Charlie pondered the question while he backed out of the cell and locked the door. At the same time, Caroline went to the window and dropped one of the buttermilk biscuits through the bars along with a plump piece of sausage.
“I reckon he could come in for a while,” the jailer finally conceded. “You ain’t got him trained to steal keys or anything like that, have you?”
Caroline smiled ruefully as she climbed down off the end of her cot and began to eat her breakfast. “Unfortunately, all he knows how to do is whine and drink whiskey.”
Charlie left and, a few minutes later, Tob came in, wet and shivering, to put his muzzle through the bars of Caroline’s cell and give a single mournful yip.
She patted the dog’s head and gave him what remained of her breakfast.
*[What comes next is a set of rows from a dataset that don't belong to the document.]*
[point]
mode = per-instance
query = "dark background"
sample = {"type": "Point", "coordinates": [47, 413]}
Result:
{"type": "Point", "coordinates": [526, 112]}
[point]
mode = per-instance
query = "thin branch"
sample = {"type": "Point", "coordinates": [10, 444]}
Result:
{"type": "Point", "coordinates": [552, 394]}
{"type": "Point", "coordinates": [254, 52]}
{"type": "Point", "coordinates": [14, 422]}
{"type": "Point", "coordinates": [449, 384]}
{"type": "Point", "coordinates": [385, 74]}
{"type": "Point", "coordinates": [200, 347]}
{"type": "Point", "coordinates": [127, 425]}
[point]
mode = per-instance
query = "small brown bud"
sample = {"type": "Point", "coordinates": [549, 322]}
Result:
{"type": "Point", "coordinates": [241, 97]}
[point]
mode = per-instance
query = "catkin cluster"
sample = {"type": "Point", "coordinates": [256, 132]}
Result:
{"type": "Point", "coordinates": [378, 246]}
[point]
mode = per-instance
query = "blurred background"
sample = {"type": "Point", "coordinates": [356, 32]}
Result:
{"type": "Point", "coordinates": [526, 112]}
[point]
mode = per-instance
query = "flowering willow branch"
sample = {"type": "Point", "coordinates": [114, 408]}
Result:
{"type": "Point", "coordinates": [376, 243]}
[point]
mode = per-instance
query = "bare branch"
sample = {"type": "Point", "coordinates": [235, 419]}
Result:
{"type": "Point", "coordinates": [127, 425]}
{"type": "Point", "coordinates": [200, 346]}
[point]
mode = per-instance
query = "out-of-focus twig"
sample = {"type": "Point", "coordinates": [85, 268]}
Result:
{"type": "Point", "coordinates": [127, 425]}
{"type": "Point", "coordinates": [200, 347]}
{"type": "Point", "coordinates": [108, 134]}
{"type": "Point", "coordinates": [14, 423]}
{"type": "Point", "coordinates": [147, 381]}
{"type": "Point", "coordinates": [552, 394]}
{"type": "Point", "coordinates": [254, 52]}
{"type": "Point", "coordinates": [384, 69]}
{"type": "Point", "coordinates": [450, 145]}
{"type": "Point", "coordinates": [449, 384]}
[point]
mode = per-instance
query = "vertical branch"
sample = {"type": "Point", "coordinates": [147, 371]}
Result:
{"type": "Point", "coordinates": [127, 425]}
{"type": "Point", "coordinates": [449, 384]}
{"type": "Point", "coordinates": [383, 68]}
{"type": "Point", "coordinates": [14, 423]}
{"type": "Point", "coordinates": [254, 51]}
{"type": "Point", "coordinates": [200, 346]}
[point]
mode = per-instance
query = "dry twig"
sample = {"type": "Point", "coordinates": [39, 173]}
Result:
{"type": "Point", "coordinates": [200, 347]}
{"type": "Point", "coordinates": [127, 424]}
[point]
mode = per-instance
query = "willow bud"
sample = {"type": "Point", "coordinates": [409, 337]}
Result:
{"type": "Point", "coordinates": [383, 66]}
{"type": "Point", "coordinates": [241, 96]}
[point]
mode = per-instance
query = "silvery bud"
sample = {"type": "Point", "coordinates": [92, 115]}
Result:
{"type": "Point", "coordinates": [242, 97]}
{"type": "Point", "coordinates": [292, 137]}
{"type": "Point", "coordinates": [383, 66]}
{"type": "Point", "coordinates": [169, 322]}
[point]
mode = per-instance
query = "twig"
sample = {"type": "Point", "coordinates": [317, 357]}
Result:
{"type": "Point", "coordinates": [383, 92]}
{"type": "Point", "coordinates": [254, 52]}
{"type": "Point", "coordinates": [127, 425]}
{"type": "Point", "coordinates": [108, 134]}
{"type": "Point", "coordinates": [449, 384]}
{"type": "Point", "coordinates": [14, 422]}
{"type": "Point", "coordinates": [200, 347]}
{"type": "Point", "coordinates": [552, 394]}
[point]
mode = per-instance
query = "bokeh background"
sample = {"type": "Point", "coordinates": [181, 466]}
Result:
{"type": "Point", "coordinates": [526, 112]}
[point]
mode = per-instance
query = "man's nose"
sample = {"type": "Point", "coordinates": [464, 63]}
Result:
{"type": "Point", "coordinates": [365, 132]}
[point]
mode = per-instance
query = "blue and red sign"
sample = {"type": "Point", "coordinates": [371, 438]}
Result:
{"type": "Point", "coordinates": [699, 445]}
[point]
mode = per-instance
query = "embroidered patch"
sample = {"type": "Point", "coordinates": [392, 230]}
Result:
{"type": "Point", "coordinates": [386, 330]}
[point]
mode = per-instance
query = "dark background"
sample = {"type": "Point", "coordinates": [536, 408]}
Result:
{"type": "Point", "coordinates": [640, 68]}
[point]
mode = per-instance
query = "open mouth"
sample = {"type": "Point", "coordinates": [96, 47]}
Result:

It seemed to her that Guthrie could have learned a few things about loyalty from his canine companion. The day remained dreary, wet and cold, and when the marshal’s wife arrived, she looked like an angel of mercy to Caroline. She was a pretty woman, with glossy brown hair and blue eyes, and she treated her husband’s prisoner with amazing respect and courtesy, considering the circumstances.
“I thought you might like a bath and some fresh things to wear,” Mrs. Stone said brightly, handing soap, a towel, and some folded clothes through the bars. She shivered delicately. “It’s such a nasty day out.”